Small biotech companies with promising technologies are finding themselves hot targets for acquisitions and licensing deals with “big pharma” firms.Increased competition, the ever-important rush to be first to market with the latest antidote and a decrease in venture capital has caused a sharp rise in collaboration deals as well as mergers and acquisitions.
Despite an infirm economy, big pharma’s shopping spree is reportedly the fastest-growing mergers-and-acquisitions sector, up almost 90 percent this year.
“M&A has become more and more a topic of discussion at board meetings,” said Sergio Garcia, a partner at Reed Smith, a 1,650-lawyer firm that will add a Silicon Valley shop to its international footprint next month. “That’s something we’re going to see more of as economic conditions either continue to deteriorate or the credit crunch trickles into the life sciences sector.”
Emerging companies, even large pharmaceutical companies, have strong incentives to do deals right now at a time when venture-capital investment in the life science sector appears to be slowing.

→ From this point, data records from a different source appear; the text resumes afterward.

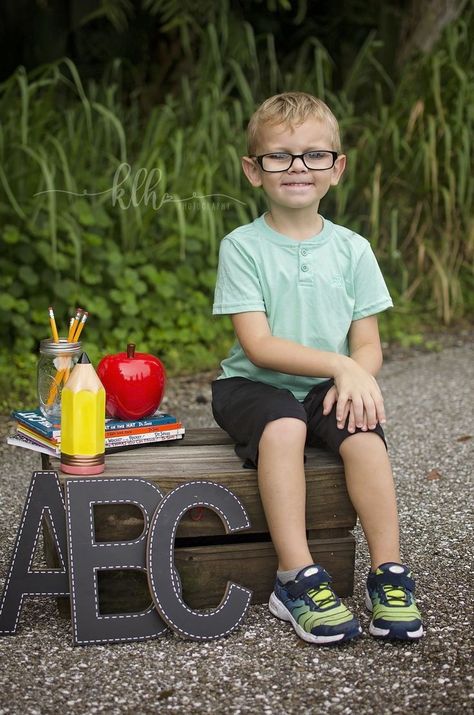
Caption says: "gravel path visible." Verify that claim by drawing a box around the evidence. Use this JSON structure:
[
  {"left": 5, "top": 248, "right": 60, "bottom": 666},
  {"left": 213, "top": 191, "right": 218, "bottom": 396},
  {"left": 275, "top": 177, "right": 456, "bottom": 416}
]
[{"left": 0, "top": 342, "right": 474, "bottom": 715}]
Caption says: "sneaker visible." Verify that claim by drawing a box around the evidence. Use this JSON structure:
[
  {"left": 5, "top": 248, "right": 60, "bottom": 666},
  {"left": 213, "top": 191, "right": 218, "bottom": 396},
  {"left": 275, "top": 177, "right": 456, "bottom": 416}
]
[
  {"left": 366, "top": 563, "right": 423, "bottom": 640},
  {"left": 268, "top": 565, "right": 362, "bottom": 644}
]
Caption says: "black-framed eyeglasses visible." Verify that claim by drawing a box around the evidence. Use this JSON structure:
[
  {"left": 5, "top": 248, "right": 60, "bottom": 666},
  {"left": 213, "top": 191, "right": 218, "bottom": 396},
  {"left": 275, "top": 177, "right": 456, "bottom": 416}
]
[{"left": 252, "top": 149, "right": 338, "bottom": 174}]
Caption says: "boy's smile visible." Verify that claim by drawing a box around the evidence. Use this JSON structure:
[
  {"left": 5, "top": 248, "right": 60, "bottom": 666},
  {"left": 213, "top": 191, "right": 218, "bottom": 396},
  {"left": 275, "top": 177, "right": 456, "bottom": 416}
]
[{"left": 242, "top": 119, "right": 346, "bottom": 238}]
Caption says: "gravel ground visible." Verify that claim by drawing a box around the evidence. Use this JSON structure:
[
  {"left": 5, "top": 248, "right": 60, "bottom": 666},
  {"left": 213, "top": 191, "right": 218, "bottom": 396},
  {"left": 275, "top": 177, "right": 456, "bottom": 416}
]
[{"left": 0, "top": 339, "right": 474, "bottom": 715}]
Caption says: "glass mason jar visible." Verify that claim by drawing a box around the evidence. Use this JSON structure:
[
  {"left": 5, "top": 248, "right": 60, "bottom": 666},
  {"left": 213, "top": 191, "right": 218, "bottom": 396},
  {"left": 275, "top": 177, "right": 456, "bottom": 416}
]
[{"left": 37, "top": 338, "right": 82, "bottom": 424}]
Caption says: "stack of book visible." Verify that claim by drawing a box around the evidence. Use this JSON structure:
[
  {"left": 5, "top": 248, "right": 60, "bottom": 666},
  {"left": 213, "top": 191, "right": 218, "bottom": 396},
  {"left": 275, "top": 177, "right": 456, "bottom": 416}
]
[{"left": 7, "top": 409, "right": 184, "bottom": 457}]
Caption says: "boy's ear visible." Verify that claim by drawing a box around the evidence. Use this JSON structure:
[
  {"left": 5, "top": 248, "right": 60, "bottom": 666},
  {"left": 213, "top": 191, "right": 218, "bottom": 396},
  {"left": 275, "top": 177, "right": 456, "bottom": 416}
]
[
  {"left": 242, "top": 156, "right": 262, "bottom": 186},
  {"left": 331, "top": 154, "right": 346, "bottom": 186}
]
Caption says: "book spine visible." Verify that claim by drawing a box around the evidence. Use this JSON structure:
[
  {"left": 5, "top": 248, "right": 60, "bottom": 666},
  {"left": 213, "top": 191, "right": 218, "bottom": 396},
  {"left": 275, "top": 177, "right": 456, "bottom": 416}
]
[
  {"left": 105, "top": 422, "right": 183, "bottom": 439},
  {"left": 105, "top": 428, "right": 184, "bottom": 447},
  {"left": 105, "top": 414, "right": 178, "bottom": 432},
  {"left": 12, "top": 412, "right": 61, "bottom": 439},
  {"left": 16, "top": 424, "right": 60, "bottom": 448}
]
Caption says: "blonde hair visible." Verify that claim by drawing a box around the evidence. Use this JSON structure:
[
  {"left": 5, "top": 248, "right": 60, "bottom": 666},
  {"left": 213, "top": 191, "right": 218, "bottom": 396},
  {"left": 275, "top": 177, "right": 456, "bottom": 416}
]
[{"left": 247, "top": 92, "right": 341, "bottom": 156}]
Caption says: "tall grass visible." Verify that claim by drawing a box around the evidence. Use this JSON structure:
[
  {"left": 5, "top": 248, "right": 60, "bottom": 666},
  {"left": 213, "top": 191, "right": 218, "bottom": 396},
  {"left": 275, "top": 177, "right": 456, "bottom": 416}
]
[{"left": 0, "top": 8, "right": 474, "bottom": 366}]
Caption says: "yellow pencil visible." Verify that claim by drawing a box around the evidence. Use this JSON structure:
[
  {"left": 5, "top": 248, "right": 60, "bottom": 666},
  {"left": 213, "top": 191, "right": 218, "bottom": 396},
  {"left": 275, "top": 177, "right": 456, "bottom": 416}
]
[
  {"left": 67, "top": 308, "right": 84, "bottom": 343},
  {"left": 72, "top": 310, "right": 89, "bottom": 343},
  {"left": 48, "top": 306, "right": 59, "bottom": 343}
]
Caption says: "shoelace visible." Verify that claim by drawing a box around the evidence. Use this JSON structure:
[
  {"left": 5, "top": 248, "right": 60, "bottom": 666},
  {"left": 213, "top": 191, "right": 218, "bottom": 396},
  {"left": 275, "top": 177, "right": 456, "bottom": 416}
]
[
  {"left": 382, "top": 584, "right": 410, "bottom": 606},
  {"left": 308, "top": 583, "right": 337, "bottom": 608}
]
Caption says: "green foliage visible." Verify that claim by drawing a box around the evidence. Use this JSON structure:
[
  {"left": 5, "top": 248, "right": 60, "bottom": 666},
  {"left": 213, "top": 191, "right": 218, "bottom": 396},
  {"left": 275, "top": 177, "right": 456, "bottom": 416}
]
[{"left": 0, "top": 5, "right": 474, "bottom": 414}]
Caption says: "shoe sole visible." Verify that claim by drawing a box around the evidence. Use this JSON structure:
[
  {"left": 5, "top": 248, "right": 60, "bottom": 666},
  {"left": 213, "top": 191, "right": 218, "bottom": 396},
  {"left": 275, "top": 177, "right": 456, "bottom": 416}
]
[
  {"left": 365, "top": 590, "right": 424, "bottom": 641},
  {"left": 268, "top": 593, "right": 362, "bottom": 645}
]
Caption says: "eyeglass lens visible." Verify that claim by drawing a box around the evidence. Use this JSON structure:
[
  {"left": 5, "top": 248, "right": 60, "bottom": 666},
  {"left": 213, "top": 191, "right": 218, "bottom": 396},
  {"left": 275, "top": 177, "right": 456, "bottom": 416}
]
[{"left": 261, "top": 151, "right": 334, "bottom": 171}]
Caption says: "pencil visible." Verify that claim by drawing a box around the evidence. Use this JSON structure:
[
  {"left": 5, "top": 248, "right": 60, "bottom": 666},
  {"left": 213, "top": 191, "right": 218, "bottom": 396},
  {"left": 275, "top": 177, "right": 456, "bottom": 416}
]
[
  {"left": 67, "top": 308, "right": 84, "bottom": 343},
  {"left": 48, "top": 305, "right": 59, "bottom": 343},
  {"left": 72, "top": 310, "right": 89, "bottom": 343}
]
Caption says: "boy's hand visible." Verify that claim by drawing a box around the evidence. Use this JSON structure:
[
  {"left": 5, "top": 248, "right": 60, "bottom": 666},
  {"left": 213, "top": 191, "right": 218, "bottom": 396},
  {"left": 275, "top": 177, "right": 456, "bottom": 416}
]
[
  {"left": 323, "top": 385, "right": 368, "bottom": 432},
  {"left": 332, "top": 358, "right": 386, "bottom": 431}
]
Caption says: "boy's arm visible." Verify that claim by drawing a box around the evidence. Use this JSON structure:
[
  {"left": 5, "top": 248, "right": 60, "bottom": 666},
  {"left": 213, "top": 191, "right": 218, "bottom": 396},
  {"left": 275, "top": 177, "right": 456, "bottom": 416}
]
[
  {"left": 349, "top": 315, "right": 383, "bottom": 377},
  {"left": 323, "top": 315, "right": 383, "bottom": 432},
  {"left": 232, "top": 312, "right": 385, "bottom": 426}
]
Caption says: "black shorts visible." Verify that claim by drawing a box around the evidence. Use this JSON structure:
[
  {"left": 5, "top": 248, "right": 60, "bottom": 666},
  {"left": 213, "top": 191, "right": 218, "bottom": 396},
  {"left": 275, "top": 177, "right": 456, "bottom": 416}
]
[{"left": 212, "top": 377, "right": 386, "bottom": 468}]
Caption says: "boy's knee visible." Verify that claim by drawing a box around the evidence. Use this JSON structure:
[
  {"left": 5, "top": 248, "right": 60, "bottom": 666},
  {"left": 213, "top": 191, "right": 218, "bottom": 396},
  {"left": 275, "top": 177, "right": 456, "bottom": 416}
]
[
  {"left": 339, "top": 432, "right": 387, "bottom": 460},
  {"left": 260, "top": 417, "right": 306, "bottom": 447}
]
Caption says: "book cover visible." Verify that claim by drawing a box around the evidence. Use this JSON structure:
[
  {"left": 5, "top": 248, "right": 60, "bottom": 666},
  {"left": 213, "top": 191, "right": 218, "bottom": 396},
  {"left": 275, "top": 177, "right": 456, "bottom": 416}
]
[
  {"left": 105, "top": 422, "right": 183, "bottom": 439},
  {"left": 105, "top": 412, "right": 178, "bottom": 432},
  {"left": 11, "top": 409, "right": 178, "bottom": 439}
]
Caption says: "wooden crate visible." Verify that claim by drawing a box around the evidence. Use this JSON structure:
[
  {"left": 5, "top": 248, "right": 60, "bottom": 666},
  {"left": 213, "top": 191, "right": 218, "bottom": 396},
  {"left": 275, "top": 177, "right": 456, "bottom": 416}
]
[{"left": 43, "top": 429, "right": 356, "bottom": 613}]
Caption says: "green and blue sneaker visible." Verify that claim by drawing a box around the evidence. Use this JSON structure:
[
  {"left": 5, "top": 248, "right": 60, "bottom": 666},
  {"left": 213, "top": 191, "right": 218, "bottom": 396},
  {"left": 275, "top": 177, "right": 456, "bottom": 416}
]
[
  {"left": 366, "top": 562, "right": 423, "bottom": 640},
  {"left": 268, "top": 564, "right": 362, "bottom": 645}
]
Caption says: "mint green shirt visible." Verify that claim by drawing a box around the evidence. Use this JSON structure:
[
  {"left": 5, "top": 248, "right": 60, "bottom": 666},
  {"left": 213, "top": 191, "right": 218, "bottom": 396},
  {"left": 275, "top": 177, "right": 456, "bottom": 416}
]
[{"left": 213, "top": 216, "right": 393, "bottom": 400}]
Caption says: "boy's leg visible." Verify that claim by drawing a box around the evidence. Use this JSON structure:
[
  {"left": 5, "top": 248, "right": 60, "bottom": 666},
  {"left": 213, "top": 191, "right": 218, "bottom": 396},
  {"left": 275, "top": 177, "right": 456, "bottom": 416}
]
[
  {"left": 339, "top": 432, "right": 400, "bottom": 571},
  {"left": 213, "top": 378, "right": 361, "bottom": 643},
  {"left": 305, "top": 381, "right": 423, "bottom": 640},
  {"left": 258, "top": 417, "right": 313, "bottom": 571}
]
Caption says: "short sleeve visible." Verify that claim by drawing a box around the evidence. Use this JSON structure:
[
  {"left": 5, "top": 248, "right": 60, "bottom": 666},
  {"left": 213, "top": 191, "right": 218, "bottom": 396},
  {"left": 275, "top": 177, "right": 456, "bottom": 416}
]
[
  {"left": 352, "top": 243, "right": 393, "bottom": 320},
  {"left": 212, "top": 238, "right": 265, "bottom": 315}
]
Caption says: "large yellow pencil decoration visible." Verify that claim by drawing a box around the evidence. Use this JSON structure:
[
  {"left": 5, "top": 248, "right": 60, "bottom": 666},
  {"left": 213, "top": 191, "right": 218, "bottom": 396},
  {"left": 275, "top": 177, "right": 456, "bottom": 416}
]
[{"left": 61, "top": 353, "right": 105, "bottom": 474}]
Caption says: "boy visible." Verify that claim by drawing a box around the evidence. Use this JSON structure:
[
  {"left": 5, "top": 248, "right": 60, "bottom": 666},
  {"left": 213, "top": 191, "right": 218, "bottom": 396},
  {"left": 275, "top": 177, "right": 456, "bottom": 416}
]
[{"left": 212, "top": 92, "right": 423, "bottom": 644}]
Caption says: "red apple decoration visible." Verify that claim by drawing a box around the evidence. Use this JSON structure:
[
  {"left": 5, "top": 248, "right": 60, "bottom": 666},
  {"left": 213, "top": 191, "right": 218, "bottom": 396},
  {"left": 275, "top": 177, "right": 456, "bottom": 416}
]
[{"left": 97, "top": 343, "right": 166, "bottom": 420}]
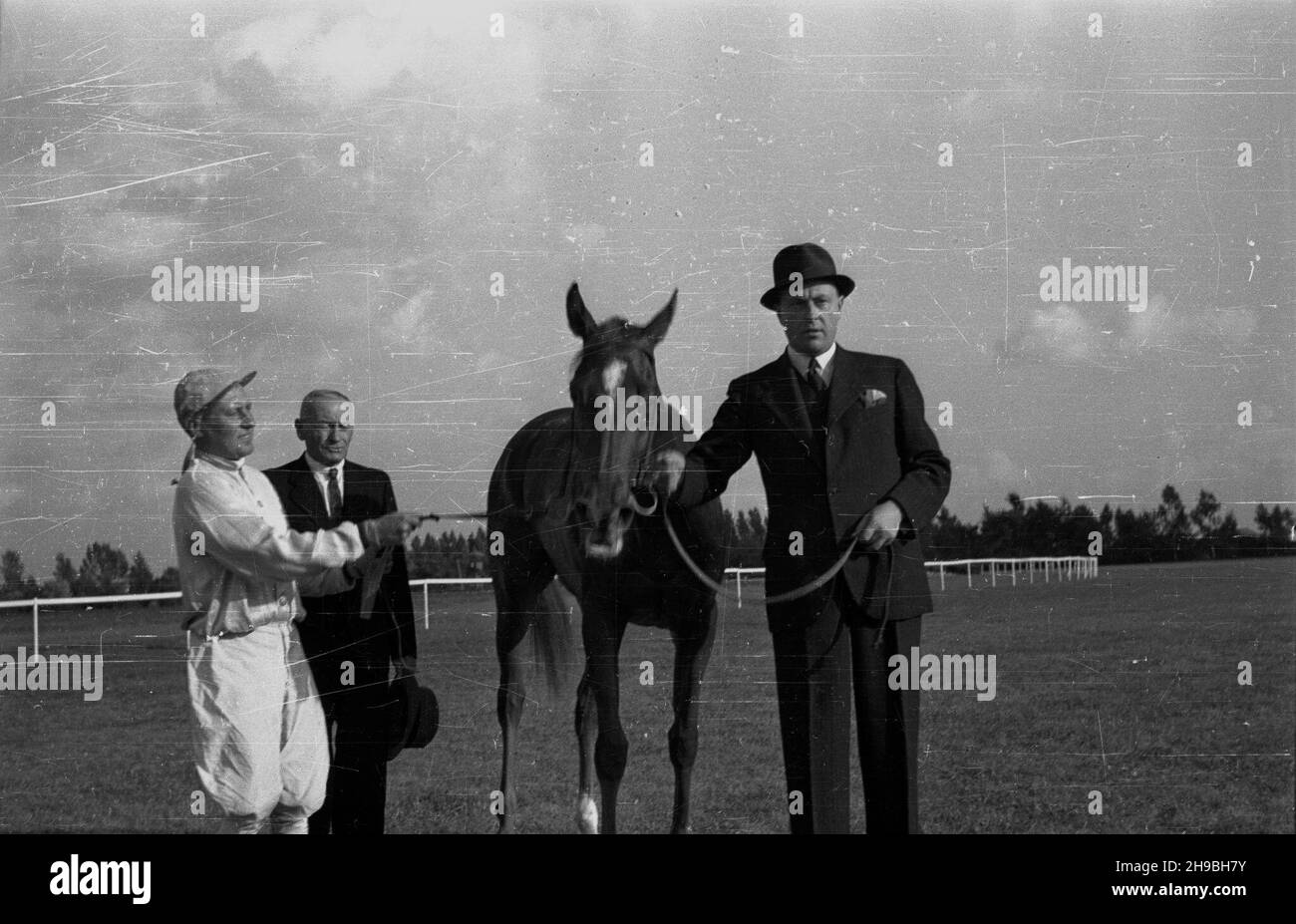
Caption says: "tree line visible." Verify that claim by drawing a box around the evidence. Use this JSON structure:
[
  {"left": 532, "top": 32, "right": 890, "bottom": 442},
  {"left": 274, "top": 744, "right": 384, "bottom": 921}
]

In recent years, venture capitalists who once had the stomach for the risk of biotech investments have all but disappeared from the marketplace.
According to statistics released by the National Venture Capital Association, there was a 14 percent drop in funds in the U.S. life sciences sector in the second quarter of 2008 compared with last year with $1.9 billion going into 209 deals. The economic downturn has venture capitalists reluctant to take big risks on what by nature is risky business. Getting a drug from the planning stage to market can take as long as 15 years.
“We have a situation where the venture capitalists have backed out, the regulations are going up, and technologies are failing,” said Guy Miller, co-founder, chairman and chief executive officer of San Jose-based Edison Pharmaceuticals.
As several blockbuster drugs approach the end of their patent lifecycle, the pharmaceutical giants stand to lose big sources of revenue.
Since 2006, for example, patents on three of Pfizer Inc.’s big money-makers have expired: the popular antidepressant Zoloft in 2006, and blood pressure treatment Norvasc and allergy drug Zyrtec in 2007. The expirations eliminated a combined $9.3 billion in annual sales. Lipitor, a treatment for high cholesterol, generated more than $8 billion in sales in 2007. That patent expires in 2011.
This and other market forces have combined to create an environment where cash-strapped emerging biotech companies find themselves courted by big pharma in a big way. For those less inclined to sell the companies and products they’ve created, licensing and collaborative deals are a popular avenue.
“The folks looking for capital and to move technologies forward are focused on alliances and partnerships,” Miller said.
Miller said he has turned down recent offers for acquisitions. But in July, Edison entered into a research, development, commercialization and license agreement with Penwest Pharmaceuticals for the treatment of neurological disorders. The deal netted Edison $7.5 million in capital. The company is in the process of raising more money and exploring similar agreements.
San Jose-based Tacere Therapeutics in January entered a collaboration license deal with pharmaceutical giant Pfizer that includes clinical development and commercialization of a hepatitis C virus compound called TT-033. Tacere could receive payments of more than $145 million, along with future royalties on sales of the compound.
Mike Catelani, co-founder and chief financial officer of Tacere, said TT-033, is “very cutting edge.”
This apparently is what scared off venture capitalists. Shortly after founding Tacere in the summer of 2006, Catelani and fellow founder Sara Hall, Tacere’s CEO, went looking for venture backing. From New York to Southern California to Sand Hill Road, there was a clear consensus that Tacere was just too early-stage for the money.
Catelani considers Tacere at a very late stage for a biotech startup. It has identified a clinical candidate and is ready to begin studies. At the time of the VC visits, Tacere stood less than 18 months away from Phase 1 studies.
While VCs were eager to meet with them, Catelani and Hall said, they were denied funding across the board.
“They say they need compelling data, but it costs money to get that,” he said.